No nos referiremos al concejal Licio Santos ni al director de la Gazeta de Salvador, doctor Airton Meló, ni a los otros menos conocidos y citados, porque estaban todos en tal actividad de aquí para allá, del despacho de José Pérez al palacio, del palacio a la Asamblea, de la Asamblea a casa del vicegobernador —¡excelente whisky!— de casa del vice a la de Otávio Lima —no sólo whisky excelente, sino coñac francés y licores italianos, porque el rey del bicho sabía tratarse y recibir a las visitas. Dejémoslos entregados a sus discretas negociaciones, que no por el hecho de no aparecer en esos días en las columnas de los periódicos o en la tribuna de la Cámara vamos a dudar de su decidida posición al lado de la gente del morro, de su condición de verdaderos amigos del pueblo.

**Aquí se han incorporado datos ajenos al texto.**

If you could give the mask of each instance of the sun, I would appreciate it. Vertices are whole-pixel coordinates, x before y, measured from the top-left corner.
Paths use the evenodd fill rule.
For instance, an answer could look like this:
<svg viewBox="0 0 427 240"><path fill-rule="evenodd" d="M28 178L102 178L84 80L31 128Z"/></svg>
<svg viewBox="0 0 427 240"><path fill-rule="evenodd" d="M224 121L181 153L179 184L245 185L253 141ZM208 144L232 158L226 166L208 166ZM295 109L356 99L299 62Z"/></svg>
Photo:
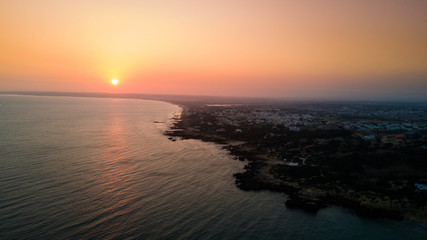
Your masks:
<svg viewBox="0 0 427 240"><path fill-rule="evenodd" d="M119 80L117 80L116 78L114 78L113 80L111 80L111 83L113 85L117 85L119 83Z"/></svg>

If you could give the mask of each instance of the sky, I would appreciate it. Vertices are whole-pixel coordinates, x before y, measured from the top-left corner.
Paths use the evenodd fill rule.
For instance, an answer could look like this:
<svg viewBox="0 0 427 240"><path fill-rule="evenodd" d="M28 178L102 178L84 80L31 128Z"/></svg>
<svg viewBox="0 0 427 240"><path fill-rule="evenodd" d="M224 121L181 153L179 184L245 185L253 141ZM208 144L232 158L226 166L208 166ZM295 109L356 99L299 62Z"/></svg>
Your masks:
<svg viewBox="0 0 427 240"><path fill-rule="evenodd" d="M426 13L425 0L0 0L0 91L427 101Z"/></svg>

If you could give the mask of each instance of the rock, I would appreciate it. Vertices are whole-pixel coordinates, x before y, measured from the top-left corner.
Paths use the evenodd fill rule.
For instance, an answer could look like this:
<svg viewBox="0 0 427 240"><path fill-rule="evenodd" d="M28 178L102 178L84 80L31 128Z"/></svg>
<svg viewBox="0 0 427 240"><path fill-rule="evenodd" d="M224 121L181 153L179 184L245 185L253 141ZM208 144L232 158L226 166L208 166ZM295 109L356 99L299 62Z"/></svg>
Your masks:
<svg viewBox="0 0 427 240"><path fill-rule="evenodd" d="M303 191L290 195L285 204L287 207L302 208L311 212L317 212L319 209L327 207L326 202L316 194Z"/></svg>

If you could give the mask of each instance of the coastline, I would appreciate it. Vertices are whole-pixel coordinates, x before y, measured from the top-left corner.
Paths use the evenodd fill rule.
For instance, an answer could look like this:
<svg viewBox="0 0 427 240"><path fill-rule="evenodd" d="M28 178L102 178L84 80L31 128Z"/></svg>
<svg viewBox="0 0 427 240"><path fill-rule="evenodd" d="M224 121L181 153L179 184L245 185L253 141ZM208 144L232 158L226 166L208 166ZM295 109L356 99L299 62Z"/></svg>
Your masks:
<svg viewBox="0 0 427 240"><path fill-rule="evenodd" d="M4 93L2 93L4 94ZM11 94L11 93L7 93ZM20 93L15 93L21 95ZM22 95L41 95L43 94L22 94ZM69 97L112 97L112 98L132 98L146 99L171 103L179 106L181 118L171 123L171 128L166 131L166 135L176 140L199 139L205 142L213 142L225 145L224 148L234 156L235 159L247 160L244 167L245 172L236 173L236 186L242 190L271 190L283 192L289 195L286 202L288 207L296 207L308 211L317 211L328 205L338 205L352 209L356 214L369 217L385 217L396 220L410 220L427 224L427 205L421 201L419 205L414 199L402 195L392 196L357 189L353 186L346 185L339 180L333 183L322 182L319 179L309 179L296 177L284 177L283 172L295 171L295 168L285 166L282 161L274 159L265 152L256 149L253 144L248 143L248 139L234 139L225 136L221 132L212 132L204 128L196 128L200 125L197 121L200 119L192 118L191 114L197 113L197 107L204 106L209 101L195 101L190 98L168 98L161 96L152 98L149 96L127 95L91 95L91 94L61 94L59 96ZM57 96L54 94L47 96ZM227 102L224 100L224 102ZM222 103L222 102L221 102ZM239 104L240 105L240 104ZM196 109L194 111L194 109ZM193 111L193 112L190 112ZM300 168L302 169L302 168ZM308 169L309 171L313 169Z"/></svg>
<svg viewBox="0 0 427 240"><path fill-rule="evenodd" d="M282 170L288 168L291 171L294 168L268 157L252 148L253 146L246 144L245 141L236 141L220 134L204 132L203 129L194 129L195 126L192 126L191 121L194 121L191 119L191 106L177 105L182 108L181 117L176 119L165 134L173 138L198 139L225 145L223 148L229 151L234 159L247 161L245 171L233 175L236 179L236 186L241 190L282 192L289 196L286 201L287 207L300 208L310 212L316 212L328 205L337 205L351 209L359 216L409 220L427 224L427 209L415 206L408 199L397 200L369 190L352 189L345 184L340 184L339 181L330 184L307 183L306 179L298 177L283 179L278 175L278 168Z"/></svg>

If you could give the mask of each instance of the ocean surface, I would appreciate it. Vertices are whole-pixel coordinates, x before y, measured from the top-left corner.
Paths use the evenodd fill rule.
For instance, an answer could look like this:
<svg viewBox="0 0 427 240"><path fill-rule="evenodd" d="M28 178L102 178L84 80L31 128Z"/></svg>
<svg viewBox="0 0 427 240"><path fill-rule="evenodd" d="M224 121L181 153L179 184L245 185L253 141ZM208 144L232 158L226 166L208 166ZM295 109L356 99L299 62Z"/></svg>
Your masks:
<svg viewBox="0 0 427 240"><path fill-rule="evenodd" d="M157 101L0 95L0 239L427 239L427 226L245 192Z"/></svg>

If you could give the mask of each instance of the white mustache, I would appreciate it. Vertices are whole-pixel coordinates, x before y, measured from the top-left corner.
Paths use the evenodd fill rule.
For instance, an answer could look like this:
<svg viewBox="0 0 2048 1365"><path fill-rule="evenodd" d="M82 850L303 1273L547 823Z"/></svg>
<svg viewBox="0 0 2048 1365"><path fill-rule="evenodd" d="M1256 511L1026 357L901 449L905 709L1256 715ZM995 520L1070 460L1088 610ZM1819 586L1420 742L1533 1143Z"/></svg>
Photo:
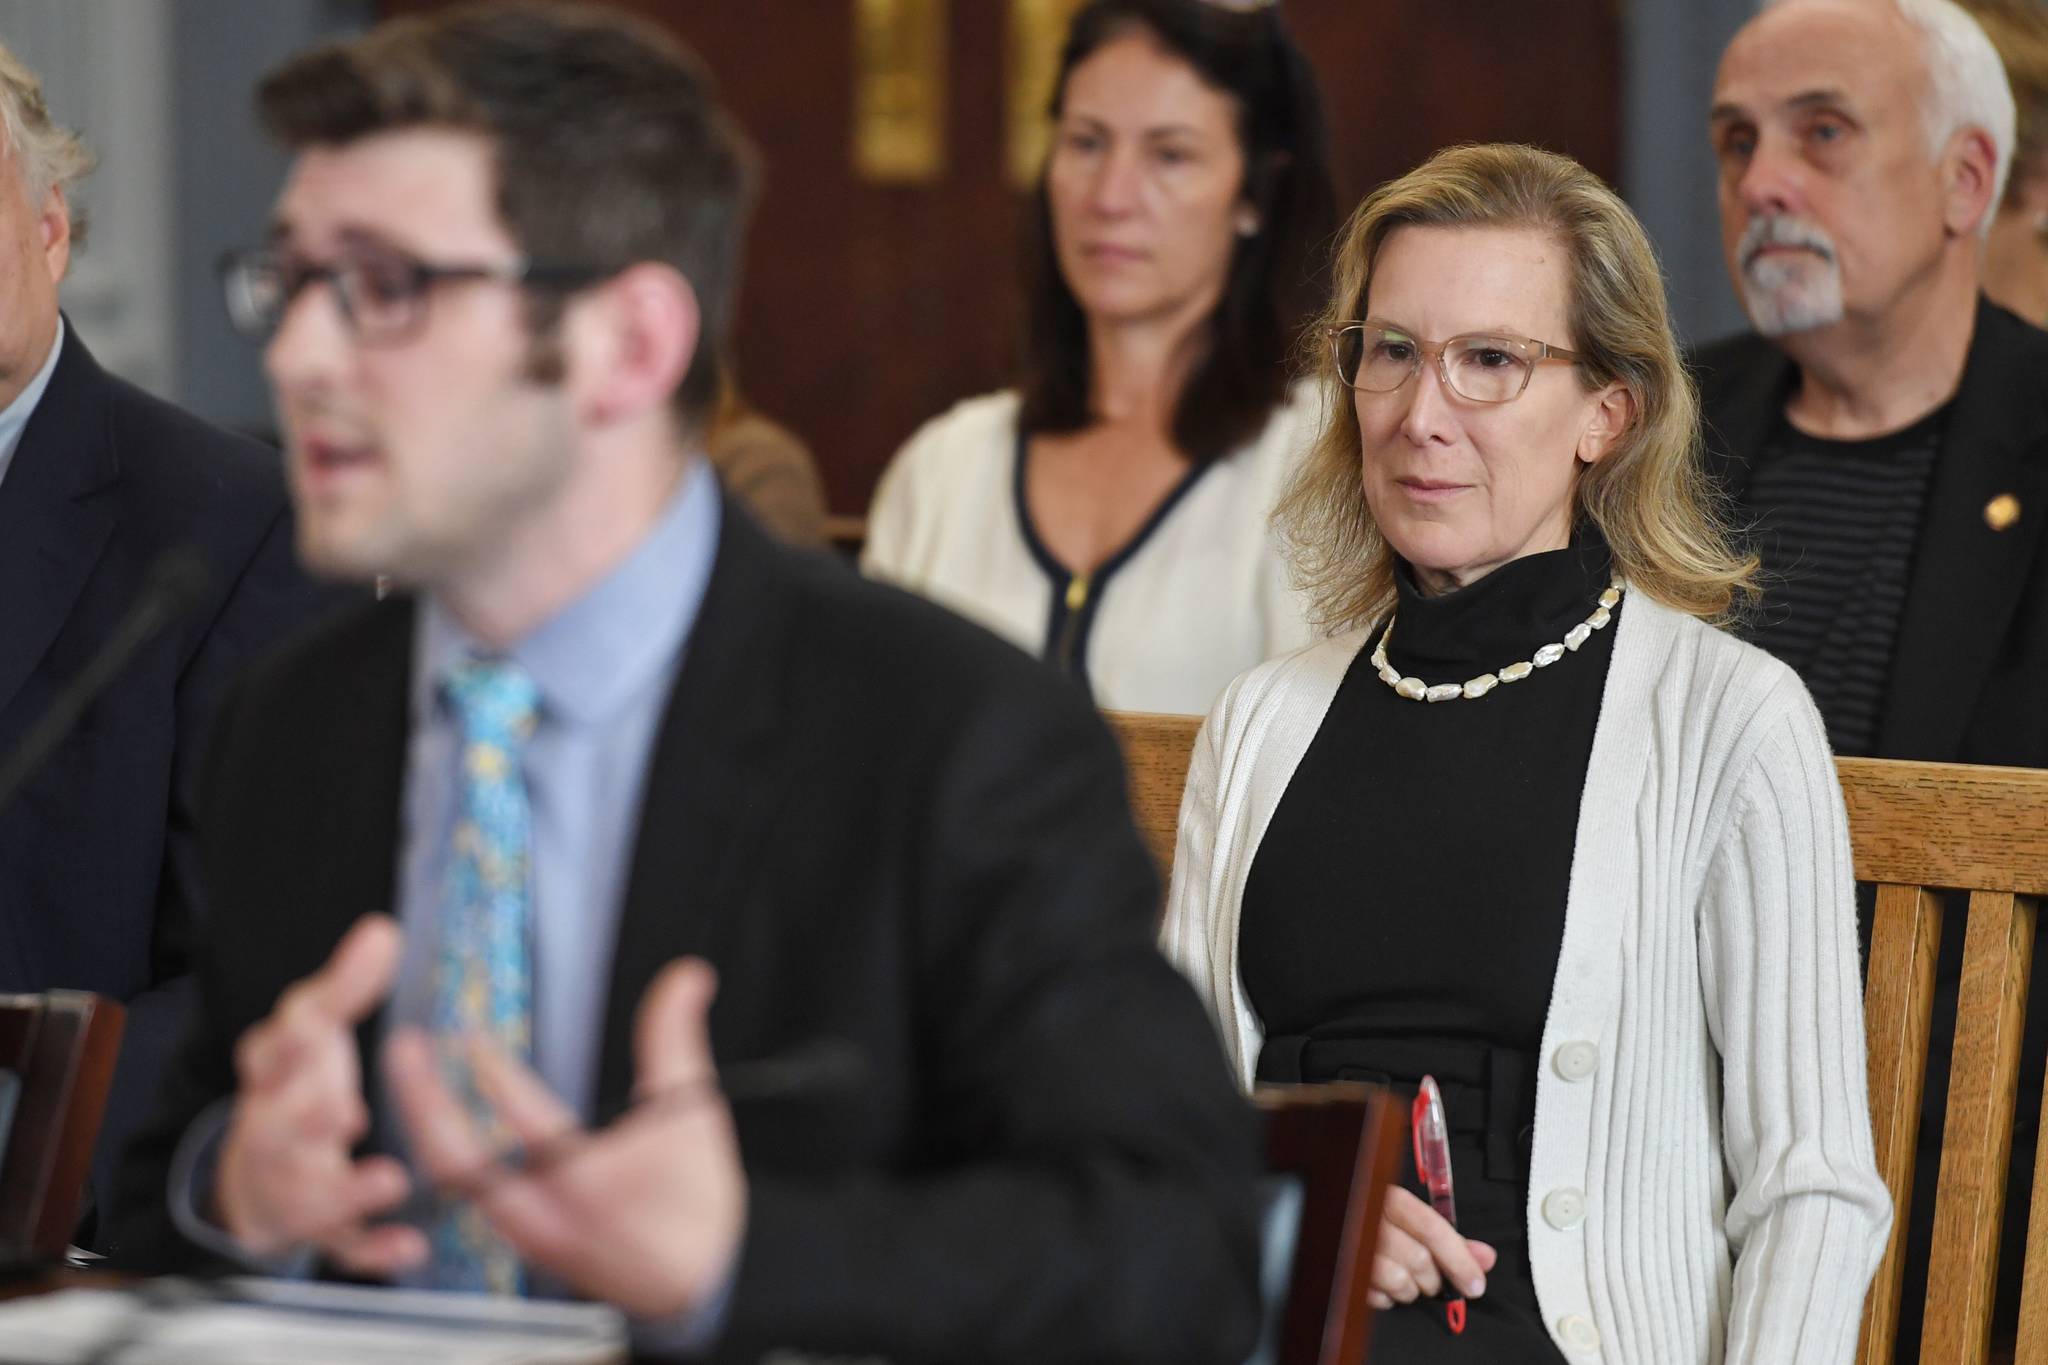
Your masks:
<svg viewBox="0 0 2048 1365"><path fill-rule="evenodd" d="M1770 246L1805 247L1819 253L1824 261L1835 259L1835 241L1825 228L1785 213L1758 214L1750 219L1749 226L1742 230L1742 240L1736 244L1736 259L1747 270L1757 253Z"/></svg>

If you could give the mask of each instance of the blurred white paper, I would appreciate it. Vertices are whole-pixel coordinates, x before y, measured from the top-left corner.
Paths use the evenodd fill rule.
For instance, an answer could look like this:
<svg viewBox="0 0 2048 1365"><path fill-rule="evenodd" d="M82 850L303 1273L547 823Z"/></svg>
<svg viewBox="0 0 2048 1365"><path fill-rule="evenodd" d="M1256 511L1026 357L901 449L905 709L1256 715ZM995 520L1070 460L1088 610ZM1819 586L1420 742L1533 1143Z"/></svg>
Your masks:
<svg viewBox="0 0 2048 1365"><path fill-rule="evenodd" d="M148 1281L0 1303L0 1342L38 1365L600 1365L625 1321L594 1304L287 1280Z"/></svg>

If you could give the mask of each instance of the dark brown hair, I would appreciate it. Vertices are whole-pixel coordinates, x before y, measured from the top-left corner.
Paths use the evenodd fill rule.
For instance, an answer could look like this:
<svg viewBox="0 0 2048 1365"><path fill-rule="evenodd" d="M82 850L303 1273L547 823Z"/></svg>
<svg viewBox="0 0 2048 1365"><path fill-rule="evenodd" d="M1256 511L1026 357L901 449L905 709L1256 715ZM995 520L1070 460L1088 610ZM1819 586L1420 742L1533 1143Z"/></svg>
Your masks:
<svg viewBox="0 0 2048 1365"><path fill-rule="evenodd" d="M1288 362L1303 319L1322 300L1323 253L1336 220L1329 133L1315 73L1279 8L1245 11L1201 0L1085 6L1060 54L1054 118L1074 68L1134 28L1231 97L1244 153L1242 197L1258 213L1258 232L1237 239L1207 350L1174 407L1174 444L1206 462L1255 437L1287 397ZM1043 177L1025 251L1029 317L1019 422L1026 432L1079 431L1095 420L1088 323L1060 274Z"/></svg>
<svg viewBox="0 0 2048 1365"><path fill-rule="evenodd" d="M499 215L529 259L612 271L659 261L689 280L702 330L675 402L692 423L716 411L756 157L702 63L667 33L599 6L464 5L294 57L256 103L294 151L418 127L488 138ZM535 292L544 352L560 313L559 296Z"/></svg>

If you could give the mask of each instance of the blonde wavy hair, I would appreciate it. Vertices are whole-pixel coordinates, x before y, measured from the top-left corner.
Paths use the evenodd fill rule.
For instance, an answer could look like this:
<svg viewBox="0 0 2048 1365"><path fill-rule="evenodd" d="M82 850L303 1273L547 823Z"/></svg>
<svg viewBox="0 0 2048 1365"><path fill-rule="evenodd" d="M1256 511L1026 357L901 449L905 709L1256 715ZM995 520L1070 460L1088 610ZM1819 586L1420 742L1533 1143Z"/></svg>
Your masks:
<svg viewBox="0 0 2048 1365"><path fill-rule="evenodd" d="M1564 245L1571 338L1560 344L1585 357L1576 368L1588 392L1619 380L1635 399L1628 430L1579 470L1574 524L1599 528L1633 590L1714 624L1740 615L1757 596L1757 560L1732 547L1702 464L1699 398L1649 238L1578 162L1489 144L1448 148L1380 186L1339 239L1335 290L1304 338L1327 416L1274 514L1316 623L1331 632L1369 625L1394 603L1394 550L1366 505L1358 409L1327 336L1366 316L1373 265L1402 227L1534 228Z"/></svg>

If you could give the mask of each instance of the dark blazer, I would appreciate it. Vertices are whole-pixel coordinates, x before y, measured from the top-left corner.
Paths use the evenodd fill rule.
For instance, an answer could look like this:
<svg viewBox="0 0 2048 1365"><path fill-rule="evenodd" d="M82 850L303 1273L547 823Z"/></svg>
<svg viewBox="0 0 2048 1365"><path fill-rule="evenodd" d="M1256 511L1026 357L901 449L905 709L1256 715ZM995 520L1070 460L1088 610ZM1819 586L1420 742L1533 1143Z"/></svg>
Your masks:
<svg viewBox="0 0 2048 1365"><path fill-rule="evenodd" d="M0 810L0 991L128 1007L94 1191L182 1027L196 874L191 787L230 678L322 599L291 553L275 451L102 370L67 329L0 480L0 754L106 642L151 565L197 548L211 582Z"/></svg>
<svg viewBox="0 0 2048 1365"><path fill-rule="evenodd" d="M199 1029L124 1184L145 1268L194 1260L161 1195L179 1136L233 1088L236 1037L393 903L413 620L402 601L352 615L223 713ZM1077 691L728 502L650 764L597 1104L627 1099L633 1011L684 954L719 970L721 1061L843 1037L869 1075L739 1106L751 1193L721 1358L1243 1358L1254 1128L1153 947L1157 897Z"/></svg>
<svg viewBox="0 0 2048 1365"><path fill-rule="evenodd" d="M1694 359L1709 467L1738 502L1798 371L1736 337ZM1985 507L2019 500L1995 530ZM1880 758L2048 767L2048 332L1980 300L1899 622Z"/></svg>

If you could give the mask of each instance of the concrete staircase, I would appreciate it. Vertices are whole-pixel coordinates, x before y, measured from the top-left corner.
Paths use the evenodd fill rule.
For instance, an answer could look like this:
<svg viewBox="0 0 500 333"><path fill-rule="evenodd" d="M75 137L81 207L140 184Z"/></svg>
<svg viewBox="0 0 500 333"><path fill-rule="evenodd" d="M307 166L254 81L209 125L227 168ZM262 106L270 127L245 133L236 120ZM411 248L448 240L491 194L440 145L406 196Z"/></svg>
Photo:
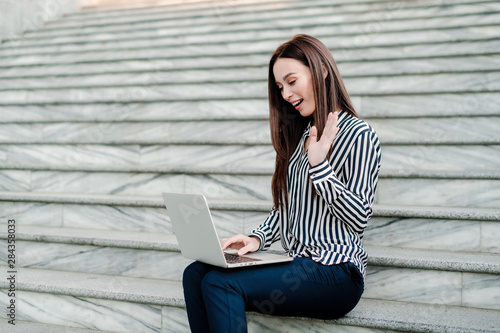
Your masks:
<svg viewBox="0 0 500 333"><path fill-rule="evenodd" d="M267 63L307 33L383 147L366 288L339 320L250 313L250 330L500 332L499 22L497 1L205 1L0 44L4 272L9 219L17 240L0 331L188 331L160 193L204 193L221 236L266 218Z"/></svg>

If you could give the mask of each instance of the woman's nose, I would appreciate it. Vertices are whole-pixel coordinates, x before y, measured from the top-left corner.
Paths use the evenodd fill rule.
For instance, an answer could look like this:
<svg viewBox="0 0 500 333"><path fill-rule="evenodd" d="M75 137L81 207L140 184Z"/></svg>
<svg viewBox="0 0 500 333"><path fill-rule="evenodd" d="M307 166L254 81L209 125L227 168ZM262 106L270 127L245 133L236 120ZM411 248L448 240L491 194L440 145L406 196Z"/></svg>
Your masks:
<svg viewBox="0 0 500 333"><path fill-rule="evenodd" d="M283 99L285 101L290 101L290 98L292 97L292 92L290 89L283 87L283 90L281 90L281 95L283 96Z"/></svg>

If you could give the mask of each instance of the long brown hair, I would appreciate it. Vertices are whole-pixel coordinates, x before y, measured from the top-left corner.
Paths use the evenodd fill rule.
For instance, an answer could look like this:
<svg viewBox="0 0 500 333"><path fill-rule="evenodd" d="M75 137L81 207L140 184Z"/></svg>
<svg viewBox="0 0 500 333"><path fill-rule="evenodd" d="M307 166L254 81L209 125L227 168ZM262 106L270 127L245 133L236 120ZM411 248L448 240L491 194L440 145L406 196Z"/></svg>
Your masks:
<svg viewBox="0 0 500 333"><path fill-rule="evenodd" d="M276 85L273 67L279 58L291 58L302 62L311 70L316 109L309 117L302 117L285 101ZM328 71L324 78L323 67ZM274 207L288 208L288 163L310 121L323 133L329 112L337 108L358 117L347 90L342 82L337 64L328 48L317 38L296 35L279 46L269 61L269 113L271 140L276 150L276 167L272 180ZM329 157L329 156L328 156Z"/></svg>

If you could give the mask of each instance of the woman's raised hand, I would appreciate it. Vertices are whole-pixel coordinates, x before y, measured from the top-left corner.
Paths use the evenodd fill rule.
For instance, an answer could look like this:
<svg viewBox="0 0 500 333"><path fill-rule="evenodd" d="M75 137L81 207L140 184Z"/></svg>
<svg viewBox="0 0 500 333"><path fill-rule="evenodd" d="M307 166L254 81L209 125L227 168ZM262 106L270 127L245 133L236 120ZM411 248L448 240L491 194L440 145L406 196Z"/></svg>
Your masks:
<svg viewBox="0 0 500 333"><path fill-rule="evenodd" d="M238 250L238 255L242 256L248 252L255 252L260 247L260 240L257 237L249 237L242 234L234 235L221 240L222 251L227 248Z"/></svg>
<svg viewBox="0 0 500 333"><path fill-rule="evenodd" d="M339 128L337 127L339 113L329 113L328 120L326 121L325 129L321 135L321 139L318 141L318 129L316 126L311 127L310 141L309 141L309 152L307 157L309 159L309 164L311 166L316 166L323 162L326 155L332 149L333 140L337 135Z"/></svg>

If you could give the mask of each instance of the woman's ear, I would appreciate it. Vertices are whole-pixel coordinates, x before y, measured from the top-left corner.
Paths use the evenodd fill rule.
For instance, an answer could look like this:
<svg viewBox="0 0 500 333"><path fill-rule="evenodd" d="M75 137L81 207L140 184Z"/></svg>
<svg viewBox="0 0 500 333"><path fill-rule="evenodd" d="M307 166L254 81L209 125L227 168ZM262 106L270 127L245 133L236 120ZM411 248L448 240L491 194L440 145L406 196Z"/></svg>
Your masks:
<svg viewBox="0 0 500 333"><path fill-rule="evenodd" d="M326 69L324 63L321 63L321 67L323 68L323 79L326 79L326 77L328 76L328 69Z"/></svg>

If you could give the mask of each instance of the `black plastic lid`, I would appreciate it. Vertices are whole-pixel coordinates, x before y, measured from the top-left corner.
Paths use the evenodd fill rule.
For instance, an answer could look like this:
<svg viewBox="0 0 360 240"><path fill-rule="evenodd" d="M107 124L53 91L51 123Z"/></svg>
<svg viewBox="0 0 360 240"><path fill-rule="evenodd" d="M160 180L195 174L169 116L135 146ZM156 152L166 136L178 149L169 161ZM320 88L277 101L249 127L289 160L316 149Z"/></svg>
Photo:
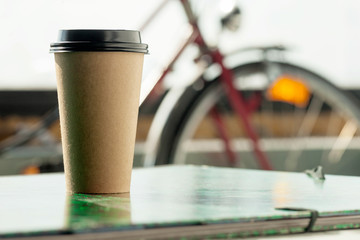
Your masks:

¿Incluso el comendador José Pérez? ¿Y por qué no? Si profundizamos en la biografía de ese ilustre baluarte de la propiedad privada, encontraremos muchos y variados beneficios prestados a la comunidad, debidamente consignados por la prensa de la época, y algunos de ellos de mucha relevancia… ¿No fue él quien contribuyó en elevada cuantía a la construcción de la iglesia de São Gabriel, en el barrio popular de la Liberdade? Barrio nuevo, calles recién abiertas, densamente pobladas de obreros, de artesanos, de tenderos, gente pobre en general, la carretera de la Liberdade no poseía aún su indispensable iglesia. En materia de religión, antes de la generosa dádiva del comendador sólo existían en el populoso barrio dos mesas de espiritistas y tres candomblés del culto fetichista afrobrasileño. Fue Pepe Ochocientos —actualmente con cinco florecientes panaderías en el barrio de la Liberdade y aledaños— quien se rascó el bolsillo y posibilitó la fe a aquella desamparada multitud. ¿Otros servicios relevantes? ¿No basta la construcción de la iglesia? Pues allá van: ¿no contribuyó en más de una ocasión a la obra de los misioneros españoles en China, a la catequesis de los negros de las tribus perdidas en el interior de África? ¿O es que no tenemos sentido de la solidaridad humana y sólo consideramos pueblo a nuestro pueblo, y somos insensibles al sufrimiento de los paganos de los otros continentes?